Il part ensuite vers la Méditerranée orientale, pour étudier l’esclavage musulman, puis pour la même raison - l’étude de l’esclavage et de la condition des captifs - en Afrique subsaharienne, parcourant le Sénégal et la Gambie entre septembre 1847 et janvier 1848.

En 1848 il préside la Commission d’abolition de l’esclavage dans les colonies françaises qui prépare les décrets abolitionnistes du 27 avril. Schoelcher occupe les fonctions de sous-secrétaire d’Etat au sein du ministère de la Marine auprès de François Arago de mars à mai.
Il peut ainsi mettre en application les aspects essentiels du projet de réforme coloniale qu’il avait élaboré depuis 1840, devenant le promoteur d’une politique d’assimilation des droits politiques des citoyens des colonies à ceux de la France.

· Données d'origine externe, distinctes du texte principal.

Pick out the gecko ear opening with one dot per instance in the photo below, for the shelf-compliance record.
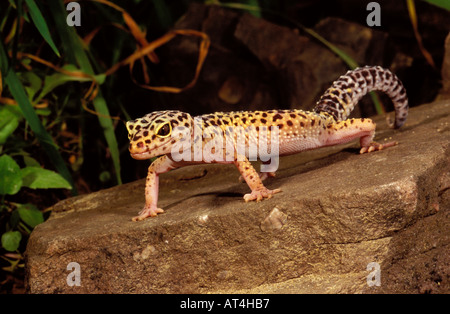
(164, 129)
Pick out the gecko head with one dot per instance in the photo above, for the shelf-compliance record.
(155, 133)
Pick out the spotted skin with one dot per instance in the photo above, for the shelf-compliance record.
(157, 133)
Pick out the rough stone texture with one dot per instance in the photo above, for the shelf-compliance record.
(338, 212)
(446, 67)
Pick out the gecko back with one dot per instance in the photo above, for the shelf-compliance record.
(340, 99)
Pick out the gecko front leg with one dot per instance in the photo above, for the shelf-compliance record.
(259, 191)
(160, 165)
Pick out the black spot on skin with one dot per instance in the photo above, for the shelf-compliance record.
(276, 117)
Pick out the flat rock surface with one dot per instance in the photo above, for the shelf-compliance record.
(338, 212)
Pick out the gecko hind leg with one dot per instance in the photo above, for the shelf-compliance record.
(259, 191)
(348, 130)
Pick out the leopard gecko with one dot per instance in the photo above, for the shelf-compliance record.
(208, 138)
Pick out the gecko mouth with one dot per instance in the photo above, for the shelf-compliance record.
(150, 153)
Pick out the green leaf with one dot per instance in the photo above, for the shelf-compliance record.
(57, 79)
(30, 215)
(41, 25)
(18, 92)
(11, 240)
(10, 176)
(32, 83)
(75, 51)
(30, 161)
(9, 121)
(39, 178)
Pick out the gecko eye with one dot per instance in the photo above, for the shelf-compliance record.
(164, 130)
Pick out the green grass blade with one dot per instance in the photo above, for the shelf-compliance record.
(72, 42)
(41, 25)
(344, 56)
(19, 94)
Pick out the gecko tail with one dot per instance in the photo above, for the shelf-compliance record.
(340, 99)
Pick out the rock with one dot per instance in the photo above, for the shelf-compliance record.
(446, 69)
(344, 210)
(255, 64)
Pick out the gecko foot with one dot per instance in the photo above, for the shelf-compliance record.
(148, 212)
(260, 194)
(376, 146)
(262, 175)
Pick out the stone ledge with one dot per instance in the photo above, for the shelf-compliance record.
(338, 212)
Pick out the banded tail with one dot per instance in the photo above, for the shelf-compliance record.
(340, 99)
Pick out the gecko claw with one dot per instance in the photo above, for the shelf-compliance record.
(258, 195)
(148, 212)
(376, 146)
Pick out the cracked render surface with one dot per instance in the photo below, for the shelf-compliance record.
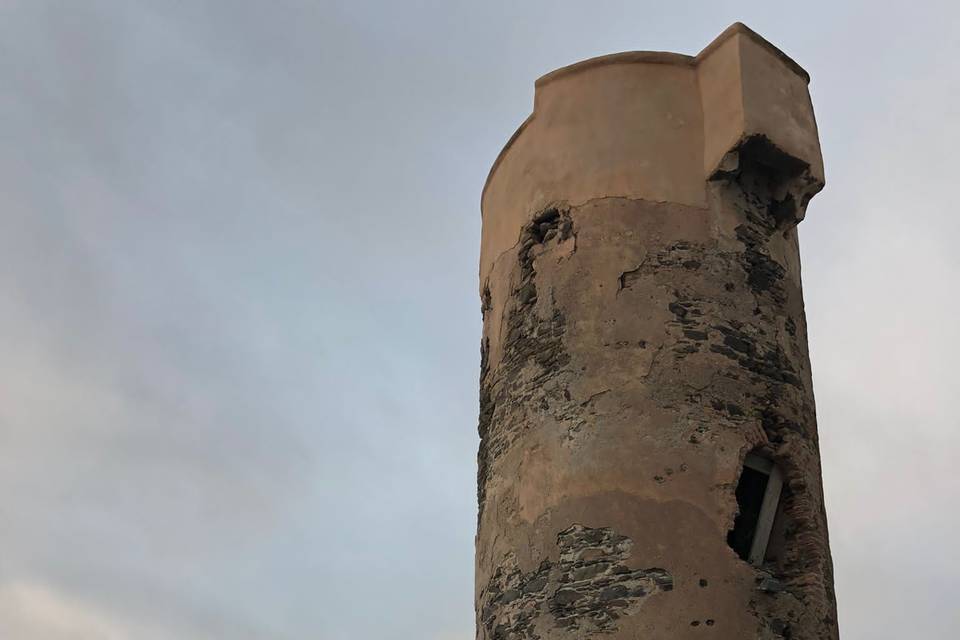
(633, 353)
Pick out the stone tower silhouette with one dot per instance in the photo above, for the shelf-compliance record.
(649, 463)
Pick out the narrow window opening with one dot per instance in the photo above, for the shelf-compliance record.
(758, 496)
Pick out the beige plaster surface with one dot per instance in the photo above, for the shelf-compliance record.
(643, 332)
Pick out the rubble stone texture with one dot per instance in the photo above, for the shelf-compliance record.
(643, 332)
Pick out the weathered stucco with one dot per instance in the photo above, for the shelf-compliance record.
(643, 332)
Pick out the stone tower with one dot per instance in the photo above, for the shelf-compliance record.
(649, 463)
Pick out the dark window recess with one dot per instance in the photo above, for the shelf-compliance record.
(758, 495)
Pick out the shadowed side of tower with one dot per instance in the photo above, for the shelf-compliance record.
(649, 464)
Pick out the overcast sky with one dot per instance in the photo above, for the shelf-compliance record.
(239, 324)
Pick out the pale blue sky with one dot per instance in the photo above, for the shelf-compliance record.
(239, 323)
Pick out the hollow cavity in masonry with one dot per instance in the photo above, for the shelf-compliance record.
(758, 495)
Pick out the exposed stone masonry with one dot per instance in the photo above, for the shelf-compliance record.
(643, 333)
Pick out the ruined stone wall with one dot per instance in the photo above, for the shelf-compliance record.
(635, 349)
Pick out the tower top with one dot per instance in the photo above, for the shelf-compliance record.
(656, 126)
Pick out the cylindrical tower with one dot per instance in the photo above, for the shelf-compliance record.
(649, 464)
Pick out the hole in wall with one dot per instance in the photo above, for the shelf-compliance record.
(758, 499)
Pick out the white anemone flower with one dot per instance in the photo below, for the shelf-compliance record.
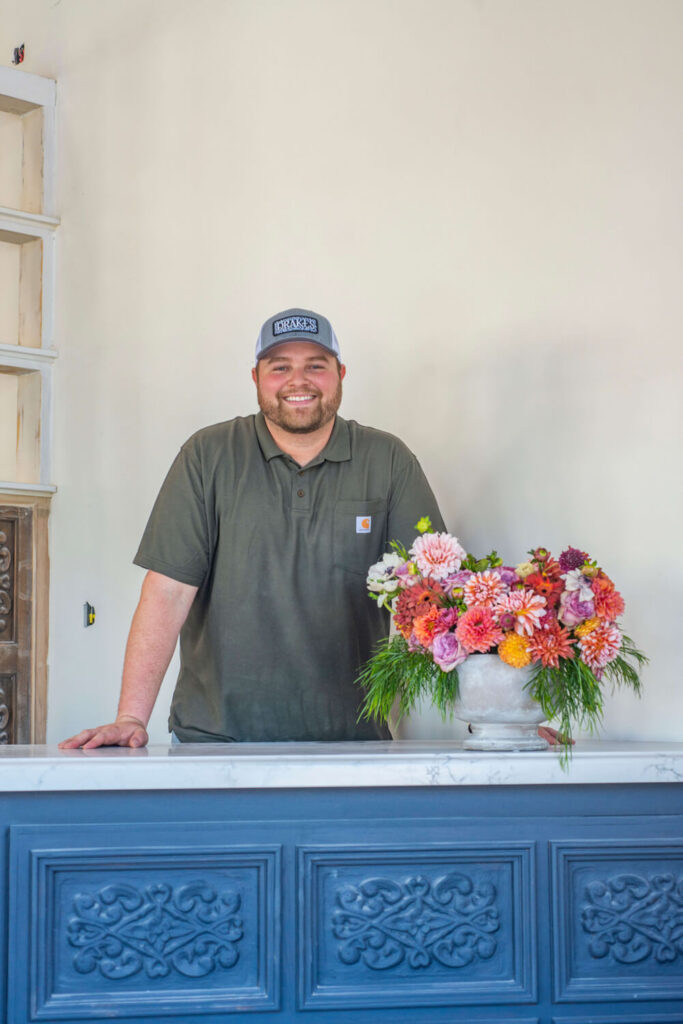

Il milite par ailleurs pour la construction du régime républicain en France, pour l’application du suffrage universel et pour l’abolition de la peine de mort, pour la reconnaissance des droits civiques des femmes et pour l’élaboration d’un droit des enfants.

Représentant du peuple élu en Martinique (1848) et en Guadeloupe (1849-1850), où le schoelcherisme devint un mouvement politique, il fut contraint à un exil de dix-neuf ans à Londres sous le Second Empire.